Taking my economist hat off for a second, this was an inspired move from a political perspective: Despite this apparent fiscal largesse, the Government can still trumpet that it has beaten its budget deficit targets by a significant margin, reduced the debt level below the psychologically important 100pc of GDP, while complying with EU fiscal rules (the European Commission gave its approval this week).

IFAC is, however, correct that while the Budget respects the letter of the rules, the Government is not respecting the spirit of the rules through the sleight of hand that was announced.

Budget 2016 was indeed a missed opportunity for the Government to put the State's debt on a firmer downward trajectory. However, the scale of this "error" must be put in context.

The fiscal constraints, coupled with the effects of an ageing population and a return to pay growth in the public sector imply a very small amount of fiscal space over the coming years.

In the first budget of the new government next October, there will be a sum total of €1bn in available fiscal "space", amounting to just 0.4pc of GDP. That, one might say, will not butter many parsnips.
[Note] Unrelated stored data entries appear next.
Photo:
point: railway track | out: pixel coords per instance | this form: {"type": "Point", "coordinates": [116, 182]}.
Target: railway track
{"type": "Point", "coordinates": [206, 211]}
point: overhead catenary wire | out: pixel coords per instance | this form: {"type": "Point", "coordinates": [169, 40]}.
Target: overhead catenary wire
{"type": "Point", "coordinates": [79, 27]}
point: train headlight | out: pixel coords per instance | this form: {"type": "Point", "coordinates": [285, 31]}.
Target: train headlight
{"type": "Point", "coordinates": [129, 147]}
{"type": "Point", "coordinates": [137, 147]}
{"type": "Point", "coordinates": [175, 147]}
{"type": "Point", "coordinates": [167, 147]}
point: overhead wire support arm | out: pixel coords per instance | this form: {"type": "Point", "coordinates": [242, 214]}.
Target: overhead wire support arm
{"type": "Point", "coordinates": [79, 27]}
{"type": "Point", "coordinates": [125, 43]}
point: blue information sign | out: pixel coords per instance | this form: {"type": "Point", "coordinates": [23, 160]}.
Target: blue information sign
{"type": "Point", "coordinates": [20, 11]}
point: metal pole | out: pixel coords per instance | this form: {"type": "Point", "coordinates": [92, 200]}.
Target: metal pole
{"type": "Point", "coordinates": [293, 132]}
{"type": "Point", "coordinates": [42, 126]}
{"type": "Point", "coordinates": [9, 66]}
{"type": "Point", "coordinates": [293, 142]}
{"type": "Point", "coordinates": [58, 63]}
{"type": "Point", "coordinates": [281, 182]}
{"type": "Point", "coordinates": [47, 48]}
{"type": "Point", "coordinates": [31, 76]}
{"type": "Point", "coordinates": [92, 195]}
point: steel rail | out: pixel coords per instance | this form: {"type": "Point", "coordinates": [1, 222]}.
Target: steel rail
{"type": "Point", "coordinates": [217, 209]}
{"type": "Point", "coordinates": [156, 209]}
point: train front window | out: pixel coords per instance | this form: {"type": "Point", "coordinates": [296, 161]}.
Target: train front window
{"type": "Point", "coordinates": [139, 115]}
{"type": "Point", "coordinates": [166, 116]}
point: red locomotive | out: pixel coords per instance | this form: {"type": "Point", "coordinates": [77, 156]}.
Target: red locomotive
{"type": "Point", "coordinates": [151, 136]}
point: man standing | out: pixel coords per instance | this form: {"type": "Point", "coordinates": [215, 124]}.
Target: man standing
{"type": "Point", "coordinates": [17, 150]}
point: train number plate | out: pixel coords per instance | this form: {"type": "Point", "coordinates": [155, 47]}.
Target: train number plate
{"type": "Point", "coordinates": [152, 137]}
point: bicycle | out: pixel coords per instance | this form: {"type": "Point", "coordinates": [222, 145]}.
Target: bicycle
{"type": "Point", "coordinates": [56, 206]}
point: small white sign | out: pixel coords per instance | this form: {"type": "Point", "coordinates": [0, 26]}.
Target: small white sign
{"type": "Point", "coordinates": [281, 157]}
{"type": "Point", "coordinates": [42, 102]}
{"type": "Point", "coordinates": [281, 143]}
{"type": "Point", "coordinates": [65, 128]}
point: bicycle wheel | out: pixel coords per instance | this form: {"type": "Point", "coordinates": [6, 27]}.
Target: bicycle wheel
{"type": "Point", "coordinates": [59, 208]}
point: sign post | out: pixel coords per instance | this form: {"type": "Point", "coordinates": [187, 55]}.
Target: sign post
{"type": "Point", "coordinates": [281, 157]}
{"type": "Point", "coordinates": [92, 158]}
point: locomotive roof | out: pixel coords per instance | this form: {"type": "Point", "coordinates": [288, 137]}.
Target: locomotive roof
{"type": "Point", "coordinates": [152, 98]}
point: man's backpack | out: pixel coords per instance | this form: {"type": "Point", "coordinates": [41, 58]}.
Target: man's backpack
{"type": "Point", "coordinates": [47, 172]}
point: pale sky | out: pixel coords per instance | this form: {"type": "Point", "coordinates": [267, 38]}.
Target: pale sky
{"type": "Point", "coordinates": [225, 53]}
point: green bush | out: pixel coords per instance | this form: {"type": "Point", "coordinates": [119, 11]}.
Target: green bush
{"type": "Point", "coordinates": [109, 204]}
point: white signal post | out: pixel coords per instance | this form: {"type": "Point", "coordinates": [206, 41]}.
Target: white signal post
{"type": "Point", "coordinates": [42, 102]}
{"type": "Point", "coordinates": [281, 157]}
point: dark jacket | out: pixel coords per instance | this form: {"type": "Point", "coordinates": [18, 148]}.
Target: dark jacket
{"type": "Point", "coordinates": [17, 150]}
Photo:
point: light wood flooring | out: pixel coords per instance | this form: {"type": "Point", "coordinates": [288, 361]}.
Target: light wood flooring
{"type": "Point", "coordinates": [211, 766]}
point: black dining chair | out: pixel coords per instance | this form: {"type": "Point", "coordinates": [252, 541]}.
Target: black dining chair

A worrying aspect of the Government's spending plans over the coming years relates to capital expenditure.

Despite much fanfare surrounding the announcement of the €42bn investment plan recently, capital spending plans over the coming years are unambitious.

As a percentage of GDP, exchequer capital spending will remain close to all-time lows. Indeed, capital spending is forecast to fall in 2016 relative to 2015 levels.

All spending is not equal. Spending on capital projects, done in the correct way, can bring about significant medium- and long-term benefits to the economy's productive potential. This should be prioritised over ill-thought-out and sometimes universal current spending giveaways.

The bottom line is whether we like it or not, the public finances are still recovering from the trauma of the crisis years. This means that resources are tight and must be prioritised.

When politicians turn up at your door over the coming months, be sure to ask them how much their promises cost and what must be sacrificed to fund them.